The bus from my village drops me near my school at 2:55 pm. Class starts at 5:00, so I have two hours to kill each Monday and Wednesday (Segunda-feira e Quarta-feira). I have not yet found the spot that will become my new hangout on these afternoons but they will continue each week until next June when the course is over. I also haven’t yet done this enough to figure out the best use of this time block. That’s a lot of time to fill.
I read a bit from a friend’s book, but it is dense reading on spirituality and self-work. I prefer reading mysteries with snappy dialog or thrillers. I am more than willing to be distracted and fortunately, there is no shortage of distraction on this corner.
The café is across from the high school and close enough to two elementary schools that you can hear the children play. Many of the little ones are picked up by a parent. I notice there are just as many dads picking up kids as moms. A few are picked up by grandparents. Then there are the groups of kids, led and followed by a teacher at each end, the kids paired off according to the buddy system. They’re all excited, jabbering to each other and to the teachers. They have sparkly backpacks almost as big as they are or rolling suitcases. The wheels of the cases clickety-clack over the cobblestones. I don’t know where they are going, maybe an after-school program. They remind me of the flocks of wild parrots I used to see and hear when I lived in Florida. They are even more colorful.
There is an older lady who sits at the end table and the children all seem to know her. They wave and greet her and she responds with smiles and greetings. I don’t know if she is a neighborhood or national celebrity. I do know she owns that table every afternoon. Today she has a friend with her. Another older woman greets them both and sits at the table next to them, between me and them.
A little girl with her arm in a cast walks by, escorted by her grandmother (avó) who stops to talk to the two tables of ladies. I can’t follow the conversation after the initial greeting. They chat for a few minutes then walk on, the little girl blowing kisses to them all. She even graces me with one.
The high schoolers are way cool. Most of the girls sport the popular high-waisted pants with crop tops and Converse high tops. The boys are in shorts or jeans and t-shirts. My favorite group of girls sit at the same table every day. One girl has waist-length dreads that are a combination of her natural color and lilac. I am a little envious.

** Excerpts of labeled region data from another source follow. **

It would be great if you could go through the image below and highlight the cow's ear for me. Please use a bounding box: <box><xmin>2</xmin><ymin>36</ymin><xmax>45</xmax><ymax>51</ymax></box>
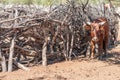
<box><xmin>83</xmin><ymin>23</ymin><xmax>91</xmax><ymax>30</ymax></box>
<box><xmin>86</xmin><ymin>22</ymin><xmax>91</xmax><ymax>26</ymax></box>
<box><xmin>99</xmin><ymin>22</ymin><xmax>105</xmax><ymax>26</ymax></box>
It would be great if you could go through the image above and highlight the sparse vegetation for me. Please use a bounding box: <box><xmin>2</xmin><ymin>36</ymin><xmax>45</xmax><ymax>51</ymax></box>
<box><xmin>0</xmin><ymin>0</ymin><xmax>120</xmax><ymax>6</ymax></box>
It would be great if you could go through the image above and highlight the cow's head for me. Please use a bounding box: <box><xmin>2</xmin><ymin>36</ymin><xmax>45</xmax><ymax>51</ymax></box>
<box><xmin>85</xmin><ymin>22</ymin><xmax>105</xmax><ymax>42</ymax></box>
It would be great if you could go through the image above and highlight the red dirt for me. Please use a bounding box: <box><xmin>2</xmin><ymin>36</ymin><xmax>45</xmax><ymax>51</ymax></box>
<box><xmin>0</xmin><ymin>46</ymin><xmax>120</xmax><ymax>80</ymax></box>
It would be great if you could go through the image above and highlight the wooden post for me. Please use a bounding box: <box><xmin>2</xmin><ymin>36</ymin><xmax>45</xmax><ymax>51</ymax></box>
<box><xmin>42</xmin><ymin>37</ymin><xmax>47</xmax><ymax>66</ymax></box>
<box><xmin>8</xmin><ymin>36</ymin><xmax>15</xmax><ymax>72</ymax></box>
<box><xmin>0</xmin><ymin>48</ymin><xmax>7</xmax><ymax>72</ymax></box>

All the kids are unconsciously beautiful. They don’t know that their skin—even with a few spots—is the best it will ever be. There’s a freshness and vibrancy to them. They are present without having to focus on being present. Many of the girls have bare midriffs and bare shoulders and because it is common, it is not sexy—it’s just clothes, a style. I think of those US high schools that send girls home for revealing a shoulder because it “distracts” the boys. We all know it distracts the perverted older men who are running the place. When all the girls dress like this, the boys aren’t distracted: It’s just how girls dress. The girls could show up in a crop top one day and a sweatshirt the next and it doesn’t affect the boys one way or the other.
If there’s a pecking order among the older kids, I don’t see it yet. There probably is one—kids are kids, humans are human. But the groups aren’t so obviously marked as they are in the States. The nerdy kids are mixed in with the cool kids. (Maybe the nerdy kids are the cool kids.) The shorter boys mix in with the taller. Maybe I am just unaware, but I suspect high school is less of a torture chamber in Portugal.
They all seem engaged, both the younger and older kids. Yes, they are sometimes on their phones (all of the high schoolers have phones) but most of them are chatting with each other. They chat with adults as readily as with their peers.
Hugging, especially among the littles, is huge here. But it’s not just the kids. Adults hug, too. Maybe we are all making up for not being able to even shake hands for two years during COVID. The littles hug their teachers as they leave the school yard. The high school kids hug each other as they split up for the day.
I write in my notebook, drink my galão. I am separate from all the activity around me. Different. A stranger. This is not yet my spot. I may try a different café next week, see how that feels. One block over will be an entirely different world.
And that’s how it is here. There are entire communities that occupy small spaces. You can have several microcosms within one block. Twenty steps can take you to a different world. So perhaps I have found a good use for this two hour time block: Investigate all the different worlds within this one small neighborhood. And maybe after all my explorations I will come back to this spot. I like the distractions.